Learning Social Affordance for Human-Robot Interaction
This addresses the challenge of natural human-robot interaction by learning from human demonstrations, though it appears incremental as it builds on existing methods for affordance learning.
The paper tackles the problem of enabling robots to learn social affordances from human activity videos, allowing them to infer and replicate appropriate full-body motions in human-robot interactions, with experimental results showing automatic discovery of semantically meaningful interactive affordances from RGB-D videos.

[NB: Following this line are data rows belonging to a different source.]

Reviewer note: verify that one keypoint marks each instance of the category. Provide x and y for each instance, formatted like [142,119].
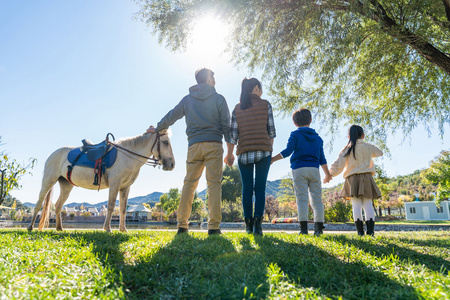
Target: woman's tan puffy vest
[252,126]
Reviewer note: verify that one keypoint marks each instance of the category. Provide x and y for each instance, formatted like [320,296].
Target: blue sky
[71,70]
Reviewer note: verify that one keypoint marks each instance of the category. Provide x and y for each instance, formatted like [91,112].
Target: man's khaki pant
[201,155]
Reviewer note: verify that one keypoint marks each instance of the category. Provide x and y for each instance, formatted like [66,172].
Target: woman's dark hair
[201,75]
[247,87]
[355,132]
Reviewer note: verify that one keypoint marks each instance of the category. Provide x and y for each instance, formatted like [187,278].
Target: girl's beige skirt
[360,185]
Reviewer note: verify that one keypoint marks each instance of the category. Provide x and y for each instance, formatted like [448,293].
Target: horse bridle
[150,161]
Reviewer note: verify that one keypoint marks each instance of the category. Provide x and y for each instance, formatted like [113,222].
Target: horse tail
[46,210]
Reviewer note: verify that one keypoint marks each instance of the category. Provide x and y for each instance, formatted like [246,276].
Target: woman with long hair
[253,130]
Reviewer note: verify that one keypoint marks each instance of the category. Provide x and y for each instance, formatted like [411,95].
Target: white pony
[131,156]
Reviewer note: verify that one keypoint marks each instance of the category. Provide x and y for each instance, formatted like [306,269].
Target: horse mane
[134,141]
[138,140]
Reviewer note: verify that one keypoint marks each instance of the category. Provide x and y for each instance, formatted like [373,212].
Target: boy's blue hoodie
[307,148]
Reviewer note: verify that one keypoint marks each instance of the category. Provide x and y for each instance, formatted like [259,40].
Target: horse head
[163,151]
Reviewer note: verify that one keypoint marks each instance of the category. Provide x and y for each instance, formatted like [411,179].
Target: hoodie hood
[308,133]
[202,91]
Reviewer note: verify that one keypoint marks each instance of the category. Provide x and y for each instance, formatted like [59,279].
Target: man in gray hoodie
[207,121]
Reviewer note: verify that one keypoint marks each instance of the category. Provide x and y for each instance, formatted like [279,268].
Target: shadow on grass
[386,247]
[192,266]
[435,242]
[308,266]
[195,266]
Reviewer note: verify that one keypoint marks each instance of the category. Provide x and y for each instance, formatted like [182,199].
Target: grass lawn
[162,265]
[416,222]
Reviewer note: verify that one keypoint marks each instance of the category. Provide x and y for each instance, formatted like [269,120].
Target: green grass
[416,222]
[161,265]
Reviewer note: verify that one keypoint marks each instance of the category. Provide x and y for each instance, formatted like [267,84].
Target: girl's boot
[360,227]
[303,227]
[258,227]
[370,227]
[249,225]
[318,228]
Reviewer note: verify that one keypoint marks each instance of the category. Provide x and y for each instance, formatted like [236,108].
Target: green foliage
[351,61]
[170,201]
[147,264]
[11,172]
[439,174]
[231,184]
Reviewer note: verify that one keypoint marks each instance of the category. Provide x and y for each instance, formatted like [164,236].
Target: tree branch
[447,8]
[424,49]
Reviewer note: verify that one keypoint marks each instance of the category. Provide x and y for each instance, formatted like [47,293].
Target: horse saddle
[108,159]
[98,157]
[90,153]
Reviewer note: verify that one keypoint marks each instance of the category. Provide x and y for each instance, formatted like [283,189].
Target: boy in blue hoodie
[306,147]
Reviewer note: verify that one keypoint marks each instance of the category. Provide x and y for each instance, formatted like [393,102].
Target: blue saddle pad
[108,160]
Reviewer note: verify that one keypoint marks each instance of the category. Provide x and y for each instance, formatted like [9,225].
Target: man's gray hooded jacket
[206,112]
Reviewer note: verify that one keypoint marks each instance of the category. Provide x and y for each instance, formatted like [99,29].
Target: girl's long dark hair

In this paper, we present an approach for robot learning of social affordance from human activity videos. We consider the problem in the context of human-robot interaction: Our approach learns structural representations of human-human (and human-object-human) interactions, describing how body-parts of each agent move with respect to each other and what spatial relations they should maintain to complete each sub-event (i.e., sub-goal). This enables the robot to infer its own movement in reaction to the human body motion, allowing it to naturally replicate such interactions. We introduce the representation of social affordance and propose a generative model for its weakly supervised learning from human demonstration videos. Our approach discovers critical steps (i.e., latent sub-events) in an interaction and the typical motion associated with them, learning what body-parts should be involved and how. The experimental results demonstrate that our Markov Chain Monte Carlo (MCMC) based learning algorithm automatically discovers semantically meaningful interactive affordance from RGB-D videos, which allows us to generate appropriate full body motion for an agent.